0

I have a long vocabulary list, one word per line. Sometimes, there is a duplicate word, appearing more than once OR TWICE. I need a simple code that will leave the first occurrence of a word, but remove all duplicates (with its line) after it.

  1. I don't want to remove any special characters or rearrange anything, only remove the words (one per line). Keeping the same word order is important.

  2. It doesn't matter if it overwrites the original file or saves to a new one, whichever is "more efficient".

  3. This is a list separated by line, not an array, not separated by space or comma.

  4. I have not code to start with, hoping to solve with BASH...

    • sed would be first choice

    • grep would be second choice

    • Third choice would be something like a for loop

Eg: file.txt

apple
banana
car
bicycle
apple
tree
banana
apple
motorcycle

...should become:

apple
banana
car
bicycle
tree
motorcycle

I see some solutions for ARRAYS, but not simple lists, and answers via python, js, and C languages, but not BASH. If this has already been answered, show me where and I will gladly delete this question. The suggested dupl. article uses awk, which is outside of the scope of this question, though it is related and useful.

Jesse Steele
  • 267
  • 1
  • 3
  • 17
  • 1
    Not a duplicate, that answer is "by comma", this is by line (in my title). – Jesse Steele Oct 24 '18 at 04:27
  • The *question* mentions commas but many of the answers solve exactly your problem. I can dig for a better duplicate if you like; I'm pretty sure there are multiple questions exactly like this. – tripleee Oct 24 '18 at 04:28
  • @tripleee: "Keeping the same word order is important.". Most of the solutions there use `uniq`, which requires the file to be sorted.
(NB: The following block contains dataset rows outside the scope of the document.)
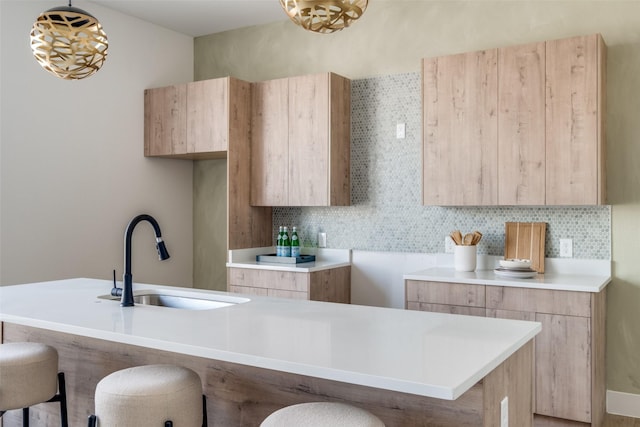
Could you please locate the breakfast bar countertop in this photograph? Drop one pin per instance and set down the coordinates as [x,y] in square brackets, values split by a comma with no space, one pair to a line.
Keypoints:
[428,354]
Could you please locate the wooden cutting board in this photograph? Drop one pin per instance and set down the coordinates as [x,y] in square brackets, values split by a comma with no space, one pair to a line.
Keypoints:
[525,240]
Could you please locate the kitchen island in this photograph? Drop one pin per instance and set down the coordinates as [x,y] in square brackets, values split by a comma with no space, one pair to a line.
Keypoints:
[256,356]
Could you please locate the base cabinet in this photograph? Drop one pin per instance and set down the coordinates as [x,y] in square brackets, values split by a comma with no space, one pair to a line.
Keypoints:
[569,352]
[331,285]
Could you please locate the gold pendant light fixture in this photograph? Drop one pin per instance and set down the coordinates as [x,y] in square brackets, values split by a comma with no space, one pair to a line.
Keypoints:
[69,42]
[324,16]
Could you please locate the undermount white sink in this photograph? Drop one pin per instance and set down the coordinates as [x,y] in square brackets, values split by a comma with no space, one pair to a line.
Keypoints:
[181,299]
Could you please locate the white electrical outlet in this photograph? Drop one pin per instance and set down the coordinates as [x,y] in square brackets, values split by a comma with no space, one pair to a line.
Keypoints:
[448,245]
[504,412]
[566,248]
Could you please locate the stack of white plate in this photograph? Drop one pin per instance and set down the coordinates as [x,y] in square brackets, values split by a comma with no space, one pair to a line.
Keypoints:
[515,268]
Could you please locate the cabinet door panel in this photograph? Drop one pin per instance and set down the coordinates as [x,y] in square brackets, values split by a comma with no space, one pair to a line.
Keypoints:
[165,121]
[574,143]
[309,140]
[521,125]
[207,116]
[563,367]
[269,143]
[460,140]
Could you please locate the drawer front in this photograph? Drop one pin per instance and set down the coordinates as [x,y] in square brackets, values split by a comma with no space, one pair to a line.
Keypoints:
[269,279]
[539,301]
[445,293]
[247,290]
[443,308]
[279,293]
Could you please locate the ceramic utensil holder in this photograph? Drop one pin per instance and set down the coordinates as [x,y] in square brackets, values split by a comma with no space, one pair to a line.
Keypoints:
[464,257]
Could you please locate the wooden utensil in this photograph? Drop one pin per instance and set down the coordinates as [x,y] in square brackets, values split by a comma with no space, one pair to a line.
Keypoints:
[456,236]
[468,239]
[476,237]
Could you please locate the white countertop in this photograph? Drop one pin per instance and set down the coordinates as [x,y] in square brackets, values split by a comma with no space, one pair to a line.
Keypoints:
[325,259]
[429,354]
[555,281]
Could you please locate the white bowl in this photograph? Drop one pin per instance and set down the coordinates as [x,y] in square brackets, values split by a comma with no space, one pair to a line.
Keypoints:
[515,263]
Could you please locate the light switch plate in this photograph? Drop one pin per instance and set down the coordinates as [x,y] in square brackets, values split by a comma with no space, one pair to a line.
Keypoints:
[566,248]
[448,245]
[322,240]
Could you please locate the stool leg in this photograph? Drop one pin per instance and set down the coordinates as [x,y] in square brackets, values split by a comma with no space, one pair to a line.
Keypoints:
[62,391]
[205,422]
[62,398]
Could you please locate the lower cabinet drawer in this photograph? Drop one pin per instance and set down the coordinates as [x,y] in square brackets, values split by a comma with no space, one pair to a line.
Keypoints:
[443,308]
[270,279]
[445,293]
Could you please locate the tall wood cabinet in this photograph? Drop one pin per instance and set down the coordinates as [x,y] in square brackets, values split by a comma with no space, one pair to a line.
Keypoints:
[300,150]
[569,352]
[520,125]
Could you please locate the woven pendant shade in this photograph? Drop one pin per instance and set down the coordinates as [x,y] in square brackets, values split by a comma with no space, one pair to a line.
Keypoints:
[324,16]
[69,42]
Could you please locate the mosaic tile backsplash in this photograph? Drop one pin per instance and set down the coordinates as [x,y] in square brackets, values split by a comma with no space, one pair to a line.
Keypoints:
[387,213]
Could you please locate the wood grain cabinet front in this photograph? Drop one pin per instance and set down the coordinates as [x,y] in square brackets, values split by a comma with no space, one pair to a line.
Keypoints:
[300,143]
[569,351]
[332,285]
[194,120]
[519,125]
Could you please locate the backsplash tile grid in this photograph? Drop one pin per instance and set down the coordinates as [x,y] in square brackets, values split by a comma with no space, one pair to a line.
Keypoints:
[387,213]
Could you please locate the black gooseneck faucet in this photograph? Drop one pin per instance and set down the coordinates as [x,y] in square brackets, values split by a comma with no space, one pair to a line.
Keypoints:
[127,293]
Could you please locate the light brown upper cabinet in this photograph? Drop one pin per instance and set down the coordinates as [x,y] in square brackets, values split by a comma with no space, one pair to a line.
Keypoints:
[460,129]
[575,133]
[534,135]
[521,125]
[300,142]
[191,120]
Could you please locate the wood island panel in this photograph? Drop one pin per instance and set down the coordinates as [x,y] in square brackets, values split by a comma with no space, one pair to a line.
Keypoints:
[239,395]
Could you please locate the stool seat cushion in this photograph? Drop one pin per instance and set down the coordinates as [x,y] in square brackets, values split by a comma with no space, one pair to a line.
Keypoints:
[148,396]
[28,374]
[322,414]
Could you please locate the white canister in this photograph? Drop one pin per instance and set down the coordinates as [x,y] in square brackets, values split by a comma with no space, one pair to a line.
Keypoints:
[464,257]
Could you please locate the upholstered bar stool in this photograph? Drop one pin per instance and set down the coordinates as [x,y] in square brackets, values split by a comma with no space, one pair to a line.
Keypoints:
[150,396]
[28,376]
[322,414]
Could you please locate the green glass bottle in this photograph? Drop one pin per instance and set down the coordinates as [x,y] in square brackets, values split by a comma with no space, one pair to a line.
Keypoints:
[279,242]
[295,243]
[286,242]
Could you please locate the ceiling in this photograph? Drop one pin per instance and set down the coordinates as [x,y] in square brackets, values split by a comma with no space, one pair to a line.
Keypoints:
[200,17]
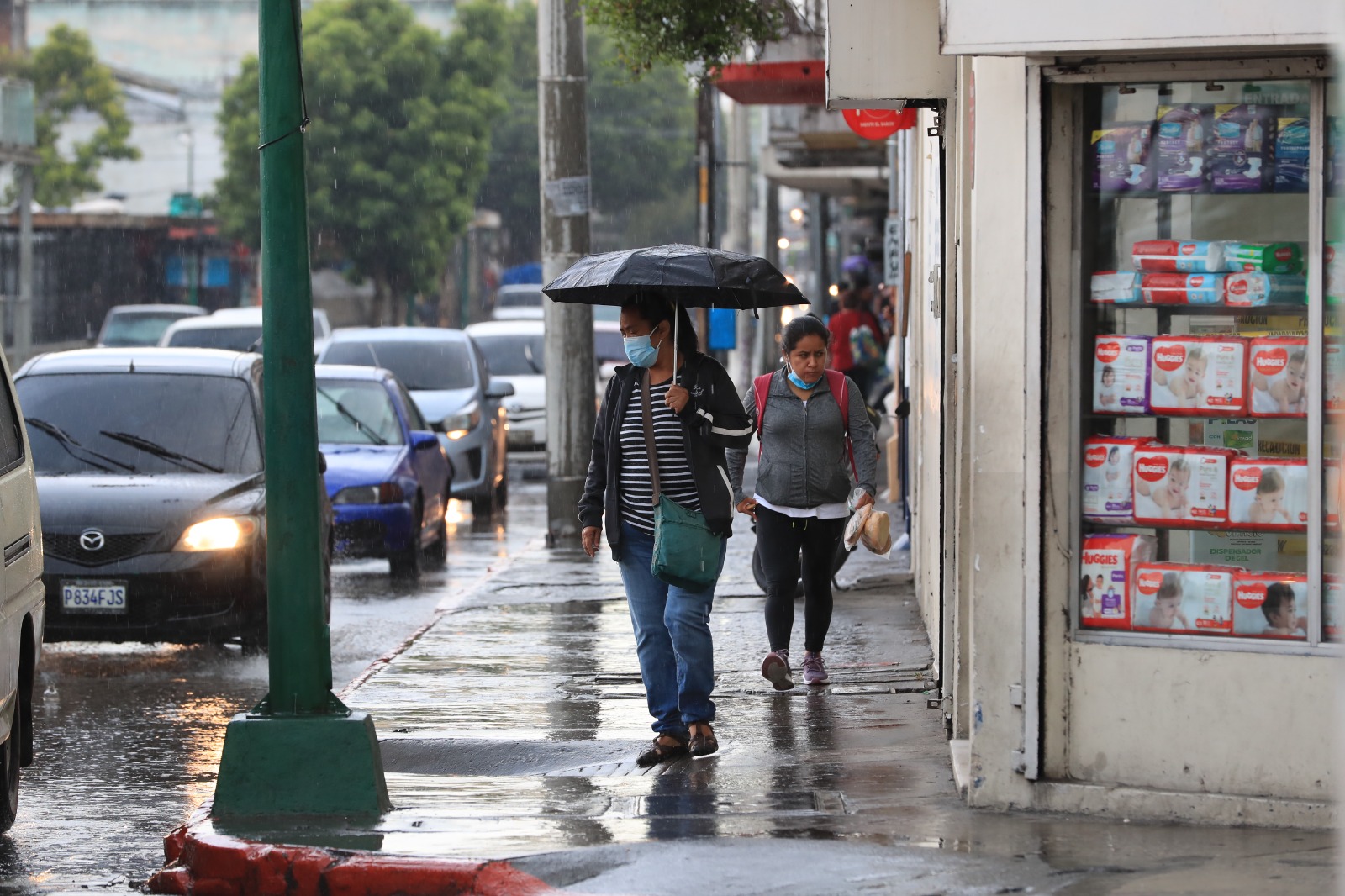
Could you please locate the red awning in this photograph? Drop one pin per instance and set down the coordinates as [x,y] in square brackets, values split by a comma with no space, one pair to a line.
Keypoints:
[782,84]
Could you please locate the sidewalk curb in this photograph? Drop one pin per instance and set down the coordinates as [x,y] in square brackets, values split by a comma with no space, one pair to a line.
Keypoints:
[205,862]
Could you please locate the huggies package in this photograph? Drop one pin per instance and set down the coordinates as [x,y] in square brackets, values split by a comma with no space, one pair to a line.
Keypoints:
[1270,606]
[1121,374]
[1185,488]
[1197,376]
[1277,377]
[1107,571]
[1268,494]
[1109,483]
[1184,598]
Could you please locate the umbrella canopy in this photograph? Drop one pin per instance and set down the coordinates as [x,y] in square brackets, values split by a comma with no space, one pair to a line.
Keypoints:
[690,276]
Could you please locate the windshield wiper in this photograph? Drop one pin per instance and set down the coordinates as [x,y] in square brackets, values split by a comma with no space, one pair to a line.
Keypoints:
[69,443]
[156,450]
[360,424]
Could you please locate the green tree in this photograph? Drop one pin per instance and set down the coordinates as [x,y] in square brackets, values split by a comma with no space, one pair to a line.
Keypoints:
[66,77]
[398,141]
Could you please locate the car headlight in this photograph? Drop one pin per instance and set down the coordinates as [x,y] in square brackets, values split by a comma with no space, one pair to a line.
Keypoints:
[388,493]
[464,421]
[222,533]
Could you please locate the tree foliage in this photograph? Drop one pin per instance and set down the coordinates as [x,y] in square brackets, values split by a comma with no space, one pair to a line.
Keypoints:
[66,77]
[398,143]
[694,33]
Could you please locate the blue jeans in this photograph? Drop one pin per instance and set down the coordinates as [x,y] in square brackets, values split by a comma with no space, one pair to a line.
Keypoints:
[672,638]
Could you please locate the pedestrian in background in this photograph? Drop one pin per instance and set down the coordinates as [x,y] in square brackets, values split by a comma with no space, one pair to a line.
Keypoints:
[814,435]
[693,419]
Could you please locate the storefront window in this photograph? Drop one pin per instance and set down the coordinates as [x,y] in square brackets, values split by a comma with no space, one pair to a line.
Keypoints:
[1210,372]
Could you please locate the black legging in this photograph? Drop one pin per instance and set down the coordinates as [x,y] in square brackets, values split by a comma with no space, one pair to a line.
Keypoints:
[780,540]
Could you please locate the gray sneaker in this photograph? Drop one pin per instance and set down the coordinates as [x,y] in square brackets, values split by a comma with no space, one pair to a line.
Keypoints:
[775,669]
[814,670]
The only solution that addresses this scenario that I noticed is the 2-vote AWK one (not `bash` as the OP suggested would be the preference). – Amadan Oct 24 '18 at 04:32
  • Okay, using uniq? That didn't answer that specific question about commas, tho. Should I delete my question? Should I make a new question and answer it? I will leave this question a short while, then do what you suggest. Thanks so much!! – Jesse Steele Oct 24 '18 at 04:32
  • I added another duplicate with more solutions. It's fine to have duplicates, the site will eventually remove the question if it doesn't receive traffic. – tripleee Oct 24 '18 at 04:35
  • @tripleee That one is a much better dupe target... Just there's no bash solution :) as that question prefers sed/awk. – Amadan Oct 24 '18 at 04:41
  • @Amadan Then post yours as an answer to that one instead. Having multiple questions with the same topic with different answers is just inefficient and confusing. It's the [DRY principle.](https://en.wikipedia.org/wiki/Don%27t_repeat_yourself) – tripleee Oct 24 '18 at 04:43
  • 1
    [bash remove duplicate lines in a text file site:stackoverflow.com](https://www.google.com/search?q=bash+remove+duplicate+lines+in+a+text+file+site%3Astackoverflow.com) – jww Oct 24 '18 at 04:44
  • @tripleee: I guess I'm a bit more literal-minded - that question says "I want to use `sed` or `awk`", this one says "I see some solutions for [various], but not BASH". – Amadan Oct 24 '18 at 04:45
  • @Amadan That's a red herring anyway; the OP mentions `sed` and `grep` as possibilities. Questions are not supposed to prescribe an answer in any event; often, the best answer is to change the OP's approach slightly. – tripleee Oct 24 '18 at 04:49
  • https://stackoverflow.com/questions/11532157/remove-duplicate-lines-without-sorting?noredirect=1 has many peculiar answers too. – tripleee Oct 24 '18 at 04:51
  • Also https://stackoverflow.com/questions/24324350/how-to-remove-common-lines-between-two-files-without-sorting – tripleee Oct 24 '18 at 04:52
  • @Amadan actually read carefully, ty. – Jesse Steele Oct 24 '18 at 06:00
  • @tripleee you say questions shouldn't suggest what the answer could include, even for clarity? This wasn't exactly a complex sed/grep lesson. But okay, I'll take that part out just for you. – Jesse Steele Oct 24 '18 at 06:01
  • That's not a criticism of your question; it's just that when we answer, we often cannot assume that the asker has a good grasp of what a sensible solution should look like. – tripleee Oct 24 '18 at 06:16
  • @tripleee really, thank you. I really understand what you mean. I feel the love today, with this question I asked, and learned a TON about coding in Linux. It's interesting, I just mailed my US election absentee ballot AND earned my ability to vote on SO, all today. You were part of that and I appreciate what you taught me. – Jesse Steele Oct 24 '18 at 06:20

4 Answers4

3

This might work for you (GNU sed):

sed -nr 'G;/^([^\n]+\n)([^\n]+\n)*\1/!{P;h}' file

Keep a list of unique keys in the hold space and if the current key is not in the list print it and add it to the list.

potong
  • 47,186
  • 6
  • 43
  • 72
1

If you weren't overly concerned about maintaining the order, you could just use the very simple:

sort -u inputFileName >outputFileName

This would get rid of all duplicates, sorting in the process.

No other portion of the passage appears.